Second, Kodak and Xerox declined more slowly than heavy industry did in cities like Buffalo and Pittsburgh, keeping Rochester afloat long enough to attract significant science and technology investments that diversified the city's economy and propelled it into the 21st century. Meanwhile, the steady growth of the healthcare and education sectors offset the net loss in manufacturing jobs, hedging against future tech bubble risks and reaffirming our view that Meds and Eds are reliable economic anchors.
Is there built-in downside protection?
Diversification is usually the best safeguard against recessionary risk — a tenant base that takes home paychecks from a variety of industries is less likely to go delinquent en masse when the economy takes a dive. In the 2008 recession, that thesis played out perfectly for Rochester. Between 2008 and 2010, the metro area's nonfarm payrolls declined by 0.7%, compared to a national average of 1.9%. Manufacturing, wholesale, and retail bore the brunt of the recession, but were largely offset by the expansion of the health, education, and government sectors.
2020 and the pandemic economy were tougher on Rochester, hitting the economy harder than the 2008 recession. Employment struggled during the latter half of 2020. A 7.4% local net job loss between January 2020 and January 2021 shows improvement over the lowest point of more than 15% in mid-2020 — but the dip was lower in Rochester than the national average.
Plainly stated, employment both fell faster and recovered faster than many other markets — suggesting some volatility that investors will want to keep an eye on.
That said, tech start-ups were bullish on the city prior to the pandemic, and so far in 2021, that trend hasn’t slowed down. A 2021 DoD contract with the University of Rochester and AIM Photonics involves multiple in-town firms and intends to develop instantaneous COVID-19 antibody detection. Deals of this variety suggest that Rochester’s rising technology muscle can continue to produce growth as the country faces new threats and opportunities.
On one hand, the market is certainly more resilient now than it was a few decades ago.
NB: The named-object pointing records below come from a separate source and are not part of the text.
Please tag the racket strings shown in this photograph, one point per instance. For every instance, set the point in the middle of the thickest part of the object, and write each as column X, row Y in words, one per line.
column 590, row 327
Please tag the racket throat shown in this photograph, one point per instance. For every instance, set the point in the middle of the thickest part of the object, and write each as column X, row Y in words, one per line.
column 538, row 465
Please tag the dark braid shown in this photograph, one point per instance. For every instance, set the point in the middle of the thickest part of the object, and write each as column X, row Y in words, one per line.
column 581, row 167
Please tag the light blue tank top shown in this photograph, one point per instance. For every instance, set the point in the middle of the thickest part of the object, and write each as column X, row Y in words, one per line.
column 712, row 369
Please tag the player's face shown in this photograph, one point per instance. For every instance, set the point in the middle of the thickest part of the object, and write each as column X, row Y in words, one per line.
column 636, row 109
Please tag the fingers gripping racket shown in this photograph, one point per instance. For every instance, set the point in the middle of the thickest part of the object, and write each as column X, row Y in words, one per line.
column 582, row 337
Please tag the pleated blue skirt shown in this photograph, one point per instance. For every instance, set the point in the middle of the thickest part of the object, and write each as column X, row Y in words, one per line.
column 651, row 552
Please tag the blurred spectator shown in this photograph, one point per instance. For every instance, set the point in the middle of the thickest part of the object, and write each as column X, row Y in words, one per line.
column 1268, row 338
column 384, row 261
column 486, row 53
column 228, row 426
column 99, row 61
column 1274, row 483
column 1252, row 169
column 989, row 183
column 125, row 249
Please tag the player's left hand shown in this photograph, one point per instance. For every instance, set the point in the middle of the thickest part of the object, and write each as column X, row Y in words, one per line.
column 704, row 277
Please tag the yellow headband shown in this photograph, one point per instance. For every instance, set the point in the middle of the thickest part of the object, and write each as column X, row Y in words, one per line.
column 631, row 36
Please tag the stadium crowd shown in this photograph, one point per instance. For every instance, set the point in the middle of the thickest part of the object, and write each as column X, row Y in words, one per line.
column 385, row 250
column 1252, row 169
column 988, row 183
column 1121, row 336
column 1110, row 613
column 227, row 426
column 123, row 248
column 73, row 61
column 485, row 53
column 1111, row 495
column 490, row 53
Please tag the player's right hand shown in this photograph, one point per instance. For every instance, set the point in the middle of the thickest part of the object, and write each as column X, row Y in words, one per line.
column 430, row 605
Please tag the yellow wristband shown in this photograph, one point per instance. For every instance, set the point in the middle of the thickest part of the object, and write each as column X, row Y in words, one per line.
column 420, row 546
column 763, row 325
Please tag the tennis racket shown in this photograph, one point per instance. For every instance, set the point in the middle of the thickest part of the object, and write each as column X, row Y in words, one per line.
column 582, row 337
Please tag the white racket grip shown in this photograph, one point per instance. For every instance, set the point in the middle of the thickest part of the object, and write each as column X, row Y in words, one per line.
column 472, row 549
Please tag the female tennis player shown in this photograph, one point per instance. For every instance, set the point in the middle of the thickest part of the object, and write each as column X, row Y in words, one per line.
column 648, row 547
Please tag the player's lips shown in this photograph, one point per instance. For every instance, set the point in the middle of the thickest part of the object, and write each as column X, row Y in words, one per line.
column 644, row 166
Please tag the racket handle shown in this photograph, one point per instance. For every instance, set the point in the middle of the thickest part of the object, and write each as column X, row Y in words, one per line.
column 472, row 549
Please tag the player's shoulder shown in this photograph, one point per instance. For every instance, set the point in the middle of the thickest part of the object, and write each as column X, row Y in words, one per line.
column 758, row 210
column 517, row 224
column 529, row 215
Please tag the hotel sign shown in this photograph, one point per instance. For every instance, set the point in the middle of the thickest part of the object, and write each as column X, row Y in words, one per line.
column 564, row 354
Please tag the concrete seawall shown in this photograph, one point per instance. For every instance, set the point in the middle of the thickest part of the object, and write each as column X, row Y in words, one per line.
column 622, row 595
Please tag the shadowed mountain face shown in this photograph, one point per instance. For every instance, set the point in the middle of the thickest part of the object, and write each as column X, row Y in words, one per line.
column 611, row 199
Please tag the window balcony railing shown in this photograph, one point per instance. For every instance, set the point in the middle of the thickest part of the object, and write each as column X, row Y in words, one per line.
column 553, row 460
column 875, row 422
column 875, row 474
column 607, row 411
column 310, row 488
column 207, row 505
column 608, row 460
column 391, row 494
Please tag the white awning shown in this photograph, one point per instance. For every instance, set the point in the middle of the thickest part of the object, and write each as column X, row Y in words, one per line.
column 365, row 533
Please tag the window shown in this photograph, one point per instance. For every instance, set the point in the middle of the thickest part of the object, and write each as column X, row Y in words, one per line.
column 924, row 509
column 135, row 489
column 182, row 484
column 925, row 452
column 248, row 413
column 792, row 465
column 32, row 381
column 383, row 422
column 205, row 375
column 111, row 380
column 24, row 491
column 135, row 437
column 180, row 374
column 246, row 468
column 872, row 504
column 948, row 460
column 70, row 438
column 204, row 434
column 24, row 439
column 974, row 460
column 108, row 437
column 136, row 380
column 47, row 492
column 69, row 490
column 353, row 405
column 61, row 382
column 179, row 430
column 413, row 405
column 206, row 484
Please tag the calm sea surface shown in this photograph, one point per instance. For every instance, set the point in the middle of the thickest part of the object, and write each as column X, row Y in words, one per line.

On the other hand, Rochester’s pandemic response wasn’t the slam-dunk that its 2008 recovery was, which could give some investors pause.
Rochester is still on the tail end of an economic reinvention that could be explosive if the city plays its cards right. But, like we pointed out for Cincinnati, it’s not “there” yet, and there are no guarantees. Appreciation will likely be slower than markets like Austin that are attracting the lion’s share of California expatriates. While New Yorkers are starting to look for more affordable options, and Rochester is a default choice for residents who aren’t quite ready to leave the state, the migration rate just isn’t as high as on the West Coast. On the other hand, slower growth is also less risky, and a stable, affordable housing market doesn’t need exponential growth to generate superior returns.
A few compelling attributes stand out:
- Out-migration from mid-Atlantic hubs like NYC, Philly, and Boston is real, and Rochester’s deep value positions it to perform well as COVID accelerates the trend.
- Rochester punches well beyond its weight class for science, research, and engineering. Advanced manufacturing and collaborations between local universities, government agencies, and tech firms have yielded impressive results in innovation, as measured by patents issued, STEM degrees conferred, and cybersecurity employment.
- Finally, as the comeback continues, Rochester is a good place to rent. Prices are affordable and stable, and the demand run-up of the past couple of years in the single-family space makes rental a comparatively more-attractive option.
Will Rochester be, as MIT Economics predicted, one of tech’s top hubs by the middle of the century? Time will tell.